Albert Goldbarth

Albert Goldbarth was born in Chicago and educated at the University of Illinois at Chicago and at the University of Iowa. He taught for a decade at the University of Texas at Austin and now teaches at Wichita State University in Kansas. His poems are rich with the history of the language and manage to extract both dark and witty meaning from that very history. The erudition on display is both dazzling and compulsive, and the unsteady line between the two impulses provides part of the pleasure of his work.

Charles Bernstein

Charles Bernstein was born in New York City and educated at Harvard. He teaches at the University of Pennsylvania. In 2010, he observed about his work, "It’s true that, on the one hand, I mock and destabilize the foundation of a commitment to lyric poetry as an address toward truth or toward sincerity. But, on the other hand, if you’re interested in theory as a stable expository mode of knowledge production or critique moving toward truth, again, I should be banned from your republic.

Li-Young Lee

Li-Young Lee was born to Chinese parents in Jakarta, Indonesia. His maternal grandfather was Yuan Shikai, China's first Republican President, who sought to make himself emperor. Lee's father was a personal physician to Mao Zedong, then relocated his family to Indonesia. His father spent 19 months in an Indonesian prison camp in Macau. In 1959, the Lee family fled Indonesia to escape anti-Chinese sentiment and after a five year journey through Hong Kong and Japan, they settled in the United States.

Allen Ginsberg

Ginsberg was at once one of the major poets of the second half of the twentieth century and a public figure who entreated his country by way of his poetry to realize its full democratic potential. Ginsberg was never actually militant or aggressive. Learned in Zen Buddhism and Western mysticism, his presence exuded rather an expansive and insistent gentleness.

Robert Frost

Frost was born and spent his first eleven years in San Francisco. At that point, his father, a journalist, died and the family moved to New England. Frost was educated at Dartmouth and Harvard and for a time made an effort to run a poultry farm in New Hampshire. But in 1912 he went to England, where he published his first book, A Boy's Will, the following year. With Ezra Pound's help, he was able to publish his next volume in the United States, after which he returned and made another New Hampshire farm his home, supporting himself by regular college teaching.

Sol Funaroff

Sol Funaroff was born of Russian parents; his father died in Palestine after his family fled across Europe. While Funaroff's mother was working in a sweatshop in 1915, the tenement they lived in on New York's East Side slums burned down. Neighbors carried him gasping from the building, but his lungs were weak thereafter. As a child, he and his brother sold candy and fruit to garment workers. Later he worked in a matzo factory and in an upholstery shop.

John Ashbery

John Ashbery was born in Rochester, New York. He grew up on a farm in nearby Sodus and was educated at Harvard and Columbia. After a Fulbright fellowship that took him to France, he stayed on and worked as an art critic for several newspapers and magazines, finally returning to become executive editor of Art News from 1965 to 1972.

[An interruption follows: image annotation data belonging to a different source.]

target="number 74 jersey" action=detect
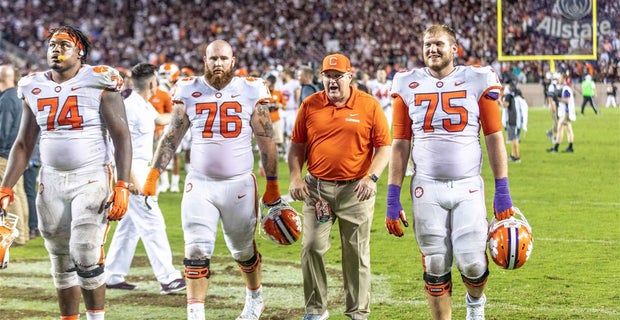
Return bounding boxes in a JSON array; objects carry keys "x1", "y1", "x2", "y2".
[
  {"x1": 392, "y1": 66, "x2": 502, "y2": 179},
  {"x1": 17, "y1": 65, "x2": 123, "y2": 170}
]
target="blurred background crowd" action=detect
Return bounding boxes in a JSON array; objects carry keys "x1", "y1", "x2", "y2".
[{"x1": 0, "y1": 0, "x2": 620, "y2": 83}]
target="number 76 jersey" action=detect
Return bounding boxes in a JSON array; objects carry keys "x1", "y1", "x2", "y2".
[
  {"x1": 392, "y1": 66, "x2": 502, "y2": 179},
  {"x1": 172, "y1": 77, "x2": 271, "y2": 179}
]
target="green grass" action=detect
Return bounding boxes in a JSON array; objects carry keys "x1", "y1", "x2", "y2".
[{"x1": 0, "y1": 108, "x2": 620, "y2": 320}]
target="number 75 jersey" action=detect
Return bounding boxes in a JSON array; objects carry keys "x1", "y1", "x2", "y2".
[
  {"x1": 17, "y1": 65, "x2": 123, "y2": 170},
  {"x1": 392, "y1": 66, "x2": 502, "y2": 179}
]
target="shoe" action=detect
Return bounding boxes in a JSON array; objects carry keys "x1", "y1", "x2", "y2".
[
  {"x1": 237, "y1": 295, "x2": 265, "y2": 320},
  {"x1": 280, "y1": 193, "x2": 296, "y2": 202},
  {"x1": 159, "y1": 278, "x2": 185, "y2": 294},
  {"x1": 465, "y1": 293, "x2": 487, "y2": 320},
  {"x1": 303, "y1": 310, "x2": 329, "y2": 320},
  {"x1": 105, "y1": 281, "x2": 137, "y2": 290}
]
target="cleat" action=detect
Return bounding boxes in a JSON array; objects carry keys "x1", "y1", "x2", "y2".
[
  {"x1": 508, "y1": 156, "x2": 521, "y2": 163},
  {"x1": 465, "y1": 293, "x2": 487, "y2": 320},
  {"x1": 159, "y1": 278, "x2": 186, "y2": 294},
  {"x1": 237, "y1": 295, "x2": 265, "y2": 320},
  {"x1": 303, "y1": 310, "x2": 329, "y2": 320},
  {"x1": 105, "y1": 281, "x2": 137, "y2": 290}
]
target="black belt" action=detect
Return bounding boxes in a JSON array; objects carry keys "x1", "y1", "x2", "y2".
[{"x1": 310, "y1": 175, "x2": 360, "y2": 186}]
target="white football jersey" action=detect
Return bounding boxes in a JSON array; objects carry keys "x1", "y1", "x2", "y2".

John Ashbery has accomplished a great deal in his lifetime as a poet in comparison to his contemporaries. He stresses that language is something to be challenged and played with. He has withstood the twentieth-century as a powerful writer and influencer. Ashbery won the Yale Younger poets prize in 1956 for Some Trees, which was his first published book. He also won the National Book Critics Circle Award in 1976 for Self Portrait in a Convex Mirror, which became a huge success for Ashbery. With more awards and grants under his belt, Ashbery continues to awe his supporters.

Paul Laurence Dunbar

The son of former slaves, Paul Laurence Dunbar was born and grew up in Dayton, Ohio. His father had escaped from Kentucky to serve in a Massachusetts regiment during the Civil War. He began writing poetry in high school and eventually acquired a large multiracial audience. By late nineteenth century standards, Dunbar's work was steadfast both in its black pride and its rejection of racism. Yet during the Harlem Renaissance, his dialect poetry would win praise from Langston Hughes and Sterling Brown, while meeting severe criticism from James Weldon Johnson and others.

Amiri Baraka

Born Everett Leroy Jones to a middle-class family in Newark, New Jersey, the son of a postal employee and social worker, Amiri Baraka was educated at Rutgers, Howard, and Columbia universities. His work and his system of beliefs have gone through several distinct phases. In the late 1950s and early 1960s he was active among Beat writers on New York's Lower East Side, writing his own poetry and plays and editing two period magazines, Yugen and Floating Bear.

John Berryman

Berryman was born John Smith in McAlester, Oklahoma. At age twelve, after his family had moved to Florida, Berryman's father shot himself to death outside his son's window. His surname comes from his mother's second marriage, after the family moved to New York. Berryman was educated at Columbia and Cambridge Universities and himself became an influential teacher at Harvard, Princeton, and Minnesota. But he struggled with alcoholism and madness throughout his life. In the end, he leapt to his death from a bridge in Minneapolis.